Large-scale slide and general damage won't occur in the area around the well.
By taking some measures to stop rock deformation speeding up, to reinforce the
structures and the foundation of shaft, derrick and hoist room, to promote
safety management, coupled with comprehensive, systematic and continuous
deformation monitoring and prediction, the East Shaft can continue to be used.
4. Verification
of Post-Use of Shaft
Based on the
results above, rock around the well, the well itself, and the lift system were
reinforced or modified. The main works were as follows:
·
Drilling
grouting treatment was done to the surface cracks around the well, which
effectively reinforce the shallow rock foundation in the area.
·
Clad steel processing wad done to the
brick columns of the hoist room structures and some channel ring beam was
added. Structural beams were pasted with steel plates. Defects of beams, walls,
and floors were repaired. Cracks in the walls and ground were treated by
filling cement slurry.
·
Hoop
was equipped at the wellhead and grouting treatment was done to the cracks on
the well. In different parts of the well, carbon fibres were bonded or steel
mesh was added.
·
The
derrick was corrected and reinforced. In order to facilitate later
re-adjustment, four adjustable constraints were set at the bottom corners of
the well. The hoist was corrected at the same time.
·
During
the use of East Shaft, the inclination was measured periodically. The
deformations of surface and well were also monitored to grasp the steady state
of the rock and structures. Necessary early warning and forecasting were made
in order to prevent safety accidents.
Based the
effective treatment above, East Shaft was used safely by the end of December
2009. Site monitoring results showed that the horizontal and vertical
displacement of the wellhead were increase by 28.9cm and 11.5cmrelative to the
beginning of 2007, which verify the accuracy of the forecasts.
5. Conclusions
Based on results
of deformation monitoring and numerical simulation, feasibility of using shaft
in the region with large deformation is discussed
·
The
rock around the wellhead will continue to deform, which no doubt will increase
the deformation of the foundation of the hoist and the tilting of the derrick.
It will seriously affect the cage's running up and down.

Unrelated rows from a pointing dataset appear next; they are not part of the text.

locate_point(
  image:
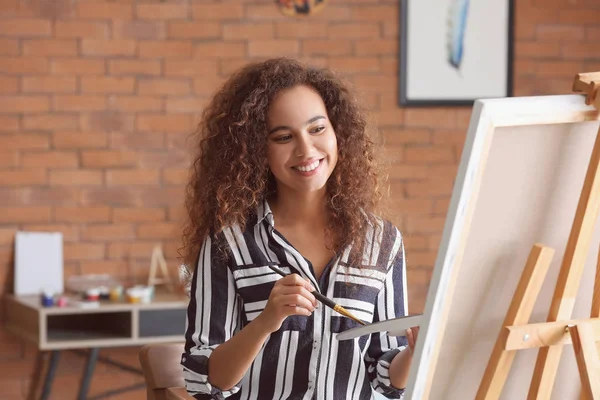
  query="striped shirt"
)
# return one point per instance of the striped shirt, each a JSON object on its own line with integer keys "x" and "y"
{"x": 303, "y": 359}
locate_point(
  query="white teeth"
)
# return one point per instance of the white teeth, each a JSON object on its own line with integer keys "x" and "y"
{"x": 309, "y": 167}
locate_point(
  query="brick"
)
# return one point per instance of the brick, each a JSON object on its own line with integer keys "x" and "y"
{"x": 429, "y": 154}
{"x": 127, "y": 250}
{"x": 218, "y": 11}
{"x": 373, "y": 13}
{"x": 300, "y": 30}
{"x": 19, "y": 27}
{"x": 194, "y": 30}
{"x": 207, "y": 85}
{"x": 107, "y": 120}
{"x": 560, "y": 32}
{"x": 12, "y": 215}
{"x": 165, "y": 49}
{"x": 108, "y": 11}
{"x": 49, "y": 84}
{"x": 107, "y": 84}
{"x": 581, "y": 51}
{"x": 247, "y": 30}
{"x": 557, "y": 68}
{"x": 9, "y": 123}
{"x": 48, "y": 47}
{"x": 145, "y": 30}
{"x": 163, "y": 86}
{"x": 164, "y": 123}
{"x": 79, "y": 103}
{"x": 9, "y": 47}
{"x": 79, "y": 177}
{"x": 81, "y": 29}
{"x": 219, "y": 50}
{"x": 84, "y": 251}
{"x": 82, "y": 214}
{"x": 53, "y": 159}
{"x": 9, "y": 159}
{"x": 135, "y": 103}
{"x": 25, "y": 176}
{"x": 115, "y": 47}
{"x": 24, "y": 104}
{"x": 530, "y": 49}
{"x": 137, "y": 141}
{"x": 581, "y": 16}
{"x": 101, "y": 232}
{"x": 78, "y": 67}
{"x": 108, "y": 158}
{"x": 115, "y": 196}
{"x": 178, "y": 68}
{"x": 158, "y": 230}
{"x": 193, "y": 104}
{"x": 382, "y": 47}
{"x": 138, "y": 214}
{"x": 273, "y": 48}
{"x": 354, "y": 31}
{"x": 162, "y": 11}
{"x": 79, "y": 140}
{"x": 53, "y": 121}
{"x": 135, "y": 177}
{"x": 134, "y": 67}
{"x": 23, "y": 65}
{"x": 175, "y": 176}
{"x": 355, "y": 64}
{"x": 9, "y": 85}
{"x": 440, "y": 117}
{"x": 327, "y": 47}
{"x": 69, "y": 231}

The use and safety
will also be affected by the deformation of the hoist hand hoist house.
·
Although
further deformation of the rock around the wellhead will be produced, the total
amount of deformation is still within a certain range. The main deformation of
surface is in horizontal direction and the vertical displacement is relatively
smaller. Large-scale slide and general damage won’t occur in the area. By
taking some measures to stop rock deformation speeding up, to reinforce the
structures and the foundation of shaft, derrick and hoist room, to promote
safety management, coupled with comprehensive, systematic and continuous
deformation monitoring and prediction, the East Shaft can continue to be used.
·
Based
the effective treatments such as reinforcement or correcting of rock,
foundation and structures, East Shaft was used safely by the end of December
2009, which verify the accuracy of the research results.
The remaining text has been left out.